Our decision to confer the Order of the Holy Nativity on Zikode was made before September 2009 when the Kennedy Road settlement was attacked by armed vigilantes, and AbM was violently ejected with the connivance and support of police and local ANC leaders. These attacks have placed acute pressures on the movement and its politics. We have spoken out publicly against these developments and will continue to denounce them and to support Abahlali.

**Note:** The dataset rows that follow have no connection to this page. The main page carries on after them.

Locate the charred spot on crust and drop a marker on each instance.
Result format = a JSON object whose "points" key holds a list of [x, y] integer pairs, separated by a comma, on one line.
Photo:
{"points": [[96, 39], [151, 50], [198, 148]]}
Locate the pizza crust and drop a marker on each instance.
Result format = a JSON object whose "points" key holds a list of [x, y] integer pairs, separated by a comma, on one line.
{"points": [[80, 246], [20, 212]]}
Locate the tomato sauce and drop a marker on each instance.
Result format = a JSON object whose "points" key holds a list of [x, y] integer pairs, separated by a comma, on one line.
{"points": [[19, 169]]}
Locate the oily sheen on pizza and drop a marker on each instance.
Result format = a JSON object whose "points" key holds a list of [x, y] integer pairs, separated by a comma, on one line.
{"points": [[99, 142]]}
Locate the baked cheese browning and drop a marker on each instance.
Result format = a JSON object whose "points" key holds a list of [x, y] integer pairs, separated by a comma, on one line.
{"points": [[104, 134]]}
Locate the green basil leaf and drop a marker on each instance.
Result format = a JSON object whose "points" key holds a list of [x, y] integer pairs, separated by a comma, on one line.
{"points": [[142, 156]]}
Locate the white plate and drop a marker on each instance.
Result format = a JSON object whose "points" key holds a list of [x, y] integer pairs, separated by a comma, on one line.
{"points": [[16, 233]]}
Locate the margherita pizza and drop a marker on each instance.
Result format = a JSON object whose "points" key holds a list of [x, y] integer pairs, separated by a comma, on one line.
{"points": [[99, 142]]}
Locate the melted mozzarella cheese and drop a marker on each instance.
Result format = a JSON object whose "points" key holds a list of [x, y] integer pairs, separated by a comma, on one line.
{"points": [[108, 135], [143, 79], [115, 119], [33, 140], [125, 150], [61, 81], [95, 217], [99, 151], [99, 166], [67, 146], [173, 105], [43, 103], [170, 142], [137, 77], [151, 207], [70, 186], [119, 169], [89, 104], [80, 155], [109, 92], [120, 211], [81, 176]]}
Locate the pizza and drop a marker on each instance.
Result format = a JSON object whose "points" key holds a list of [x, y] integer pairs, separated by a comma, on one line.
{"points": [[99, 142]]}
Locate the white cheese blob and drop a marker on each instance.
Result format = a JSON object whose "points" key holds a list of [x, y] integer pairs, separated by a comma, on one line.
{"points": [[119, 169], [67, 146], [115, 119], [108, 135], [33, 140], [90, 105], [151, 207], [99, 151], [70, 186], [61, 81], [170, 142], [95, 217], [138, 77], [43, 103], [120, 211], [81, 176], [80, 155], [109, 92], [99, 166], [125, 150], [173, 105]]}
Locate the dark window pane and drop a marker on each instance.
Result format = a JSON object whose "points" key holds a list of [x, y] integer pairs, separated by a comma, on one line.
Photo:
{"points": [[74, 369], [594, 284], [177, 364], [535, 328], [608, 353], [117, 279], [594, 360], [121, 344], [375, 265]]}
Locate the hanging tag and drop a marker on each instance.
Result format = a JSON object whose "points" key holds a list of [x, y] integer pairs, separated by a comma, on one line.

It is our hope that this award helps to strengthen Zikode and the shackdwellers' movement - for we have seen before, in the history of struggle in South Africa, that concerted violent attacks on people's politics and movements can result in a certain sclerosis of decent, open and democratic politics. It is vital, not just for Abahlali itself, but for all of us concerned with the project of transformation and true democracy, that its 'living politics' is kept living, defended in principal and established in practice..

We give thanks for this dedicated servant of the people and servant of the Lord.

Given under our hand and seal on this Sixteenth Day of December in the year of our Lord Two Thousand and Nine in the Fifteenth Year of our Consecration.